On 15 November, Prof Carol Smart, a co-director of the Morgan Centre for the Study of Relationships and Personal Life gave a talk as part of Exeter’s Humanities and Social Sciences open lecture series. Staff, students, and interested others gathered to hear Carol talk about her work on donor conception in contemporary family life, including Research Fellow Dr Joe Sweetman…
Carol’s work on the Relative Strangers project (with co-investigator Dr Petra Nordqvist) provided the basis of her talk. Over the last 20 years more than 35,000 children have been born in the UK through donor conception (via the donation of sperm or ova) and increasing access to new reproductive technologies means that families with children conceived through donor conception are set to become more common.
The Relative Strangers project explored what it means to have a child born through donor conception. Carol described some of the findings from interviews conducted with 44 couples (22 lesbian and 22 heterosexual parents) that conceived using a donor and 30 grandparents of donor-conceived children. With an array of data on family experiences, she focused on two themes:
- How do families manage to connect?
- What makes families struggle to connect?
Carol found that although parents (and less so grandparents) were usually in favour of being open about the genetic origins of donor-conceived children, they found that telling children and others was fraught with difficulties. For example, parents struggled with figuring out just how and when to tell people.
Notions of genetic relatedness played a central role in families’ experiences. For some, donor conception was “better” than adoption because of the genetic-relatedness of “at least” one parent. For others, engagement with (often fuzzy) notions of genetics led them to affirm the importance of parenting as doing – highlighting how nurture (rather than nature) led to the process of building the child into one of the family.

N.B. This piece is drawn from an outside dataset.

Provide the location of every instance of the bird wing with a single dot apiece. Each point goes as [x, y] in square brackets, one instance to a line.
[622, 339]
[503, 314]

There were differences between the experiences of lesbian and heterosexual couples, with the latter’s decision to use donor conception often being taken in the shadow of infertility problems.
Throughout the talk Carol used powerful quotes from families that demonstrated the human significance of these donor-related issues. To end, she shared a moving quote that highlighted some of the other difficulties faced by couples. It detailed the dilemma faced by a heterosexual couple where the male was in favour of using his brother’s sperm, rather than a stranger’s, while his partner was not.
Carol asked the audience whether they should use a stranger’s or the brother’s sperm and, for a moment at least, we all appreciated the difficulty inherent in donor conception and the need to support families going through it.